Suck it, Smith and Kline and Beecham. That withdrawal was worth more than $477.08 in pain to me, but I'm glad to have it right now.
substitute: (chinatown drive)
cavalloDefense lawyer/supervillain/accused bailbond fraudster Joseph Cavallo is included in a lawsuit by the Jane Doe victim in the Haidl Gang-Rape Case. He's responded as expected; with threats and hints of blackmail. Meanwhile, it's clear that L.A. Times' columnist Dana Parsons has completely and permanently disgraced himself with his coverage. I know that columnists are more "personal" in their approach than daily news journalists, but letting your seething misogyny ruin analysis of a gang rape case that highlights the bizarre world of Orange County wealthy teens and reveals corruption and collusion all the way to the top of County government is... lame.

But back to Cavallo. Clearly, if he's included in this lawsuit, then that little bitch is going to find out what happens when you fuck with Joe Cavallo! Why, he's going to tell the ENTIRE SCHOOL what a SLUT she is, and she'll never get to have lunch with the popular girls again! Dude, she was raped with a Snapple bottle and she's after blood. I don't think you can do much worse to her now. Go ahead and release your terrible revenge upon the town of Springfield.

Attorney vows SoCal sex assault victim will regret suing him

ASSOCIATED PRESS

1:50 a.m.
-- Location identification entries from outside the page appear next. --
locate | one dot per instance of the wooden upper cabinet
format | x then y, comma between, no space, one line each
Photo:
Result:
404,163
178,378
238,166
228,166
March 20, 2006

SANTA ANA – The attorney for one of three young men sentenced to prison for the videotaped sexual assault of an unconscious teenage girl vows that the victim and her family will regret naming him as a defendant in a $26 million civil lawsuit.

“They're going to rue the day they brought me into this case,” said Joseph G. Cavallo, who represented Gregory Haidl, son of a former Orange County assistant sheriff.

Haidl, 20, and co-defendants Keith Spann and Kyle Nachreiner, both 21, were sentenced earlier this month to six years in state prison stemming from the July 2002 incident.

The civil lawsuit filed in December by the victim, now 20, names as defendants her attackers, Cavallo and two defense investigators, John Warren and Shawn Smigel.

The victim, known only as Jane Doe, alleges that Cavallo and the investigators harassed and intimidated her by staking out her Rancho Cucamonga house, improperly obtaining her medical records and revealing her identity, among other things.

“We're taking these people to task about what they did,” said her attorney, Sheldon Lodmer. “They crossed the line in terms of appropriate legal defense.”

Cavallo said he did nothing wrong. He denied Jane Doe's claim that investigators screamed out her name at her new school and said they had to stake out her home to serve her parents with court papers.

He characterized the lawsuit as “revenge” and said that during the civil trial, his defense will include bringing up new information about Jane Doe's past.

“By the time I get done with Jane Doe, the case won't be worth $10. I know more about Jane Doe than her lawyer and her family,” Cavallo said.

Haidl, Spann and Nachreiner were convicted last year of 15 felony counts for sexually assaulting the then-16-year-old victim with lighted cigarettes, a pool cue, a Snapple bottle and a juice can as she lay nude and unconscious on a pool table at the home of Haidl's father, who was not present.

During the criminal trial, Cavallo and other defense attorneys portrayed the victim as an emotionally troubled, promiscuous, would-be porn star who faked unconsciousness on the tape.

Lodmer said he anticipated Cavallo would attack his client.

“I'm sure he will use this opportunity, and she's ready to stand up to it,” Lodmer said.